Molly Thompson, who worked as a cashier back in 2015 recalled the experience:

"When things got busy, I just wanted to cry looking at the endless lineups. You‘re frantically trying to punch in codes as fast as you can while customers are glaring at you."

Meanwhile, rivals like Michael‘s breeze customers through checkout by simply zapping barcodes. So why does Hobby Lobby voluntarily create this customer service nightmare?

By the Numbers: Hobby Lobby‘s Manual Inventory Tracking

Hobby Lobby stores stock over 70,000 unique products. Without barcodes, stores track inventory through handwritten notes and counts. So when a customer grabs an item off the shelf, no system automatically logs that product as sold.

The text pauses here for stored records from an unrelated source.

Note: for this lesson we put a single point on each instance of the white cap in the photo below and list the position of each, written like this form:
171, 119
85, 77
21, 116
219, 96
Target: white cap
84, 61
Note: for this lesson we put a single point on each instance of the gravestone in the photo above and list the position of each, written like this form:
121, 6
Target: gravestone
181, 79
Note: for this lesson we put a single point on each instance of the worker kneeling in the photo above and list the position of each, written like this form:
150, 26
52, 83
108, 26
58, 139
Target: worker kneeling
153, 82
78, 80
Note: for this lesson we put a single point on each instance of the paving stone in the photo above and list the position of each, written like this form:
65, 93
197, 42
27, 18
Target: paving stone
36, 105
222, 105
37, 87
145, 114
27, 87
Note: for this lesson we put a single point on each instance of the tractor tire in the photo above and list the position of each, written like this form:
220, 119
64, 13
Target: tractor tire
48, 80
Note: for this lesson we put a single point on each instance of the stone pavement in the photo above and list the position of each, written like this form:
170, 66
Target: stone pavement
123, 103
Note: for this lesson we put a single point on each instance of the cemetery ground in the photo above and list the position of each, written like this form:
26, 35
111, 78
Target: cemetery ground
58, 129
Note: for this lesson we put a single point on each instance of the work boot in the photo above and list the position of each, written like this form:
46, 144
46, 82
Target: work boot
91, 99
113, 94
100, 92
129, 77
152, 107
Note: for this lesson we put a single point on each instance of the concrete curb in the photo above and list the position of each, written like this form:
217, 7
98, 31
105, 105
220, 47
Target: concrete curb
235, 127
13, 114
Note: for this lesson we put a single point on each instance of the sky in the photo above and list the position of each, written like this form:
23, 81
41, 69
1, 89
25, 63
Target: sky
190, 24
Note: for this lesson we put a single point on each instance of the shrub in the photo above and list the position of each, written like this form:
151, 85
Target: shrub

With over 940 locations nationwide, that‘s 65.8 million products inventoried manually across Hobby Lobby stores. Employees must vigilantly update written inventory logs to prevent stock-outs. It‘s an enormously labor-intensive and risky approach as human error can easily throw counts off.

If Hobby Lobby adopted a typical barcode scanning system, radiofrequency tracking could automatically update their inventory database on every product sold. For a company with over 43,000 employees, barcode scanning could allow massive workforce reductions in inventory management and checkout.

Doing Things the Hobby Lobby Way

In his book More Than A Hobby, CEO David Green insisted that refusing technology preserves jobs and customer service. Green says that removing humans from inventory and salestracking creates an "unacceptable cost" in job losses.

Is Green right that preserving redundant human tasks outweighs barcode efficiencies? Hobby Lobby enjoys strong customer loyalty and steady growth, suggesting many fans don‘t mind the checkout headaches. The company has balancing religious values along with business priorities for 50 years now.

But with rising labor costs, barcode systems decreasing 20% annually, and younger customers demanding speedy digital experiences, how long can Hobby Lobby‘s outdated ways sustain? Competitor Michael‘s more than tripled its locations since implementing barcode scanners in the 90s.

While loyalty remains high for devoted crafters, barcode-expecting millennials and Gen Z grow increasingly impatient with long lines. Some former employees have alleged inventory discrepancies from human errors that could cost Hobby Lobby millions. Lawsuits around artifact smuggling hint at potential use of vague inventory records in acquiring controversial pieces.

For now, Hobby Lobby remains defiant – prioritizing religious culture and good-paying jobs over operational efficiency. But as society digitizes further, and younger patrons take over the crafts market, Hobby Lobby must evolve its inventory philosophy, or risk becoming just a quaint relic of the past.